А еще я думал о немоте. Смерть равно немота, это понятно. После смерти намолчимся. Об этом любили писать греки-александрийцы. Собственно, эта истина их писать и заставляла.
Так вот: с тех пор как я устроился в термы Никострата я, считай, онемел.
Среди рабов и вольноотпущенников я остерегался болтать, чтобы не привлекать к себе внимания. И дома молчал. О чем говорить с Титаном? О педофилии?
А вот еще стихи есть! Песни! Их не писал я с тех пор как покинул Фракию. Все пытался складывать стихи из мужественных поступков, как учил Филолай… Ну и наскладывался же я! Какое же говнище я, в сущности, сложил! И это еще вопрос, смогу ли я в принципе, после терм Никострата, после общения с местной продолбаной во все дыры аристократией парилки, сплошь проститутки да проституты, сложить что-либо стоящее. Боюсь вместо гекзаметра священного попрет из меня потоком хули в июле похер Хирону мандаты и маны… Гнеф, мля, багиня васпой!
Тьфу!
Мучительно хотелось заговорить. Не событиями, обычными словами.
И последнее. Вспомнив о гекзаметрах, я вдруг живо представил себя Одиссеем, затаившимся в затхлой пещере Полифема.

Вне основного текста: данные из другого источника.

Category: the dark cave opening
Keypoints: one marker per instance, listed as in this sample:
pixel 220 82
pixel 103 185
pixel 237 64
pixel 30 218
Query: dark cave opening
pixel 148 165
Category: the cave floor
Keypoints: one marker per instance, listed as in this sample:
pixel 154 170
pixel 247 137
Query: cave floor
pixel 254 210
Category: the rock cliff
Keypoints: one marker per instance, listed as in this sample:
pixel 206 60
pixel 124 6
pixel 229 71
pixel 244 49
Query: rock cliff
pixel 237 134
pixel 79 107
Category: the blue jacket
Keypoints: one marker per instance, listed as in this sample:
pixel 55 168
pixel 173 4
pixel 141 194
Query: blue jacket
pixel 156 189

Моя пещера – это Рабирий и все, что связано с его именем: моя обжигающая привязанность к нему, моя ненависть, его несостоявшееся покаяние и мое неслучившееся прощение, часы разысканий и выслеживаний, гранитная тяжесть проклятий и хищный блеск моего клинка.
Это вот всё – пещера.
И ненависть – пещера. И месть – пещера. И что бы я ни делал с именем Рабирий, я нахожусь в этой заколдованной темнице.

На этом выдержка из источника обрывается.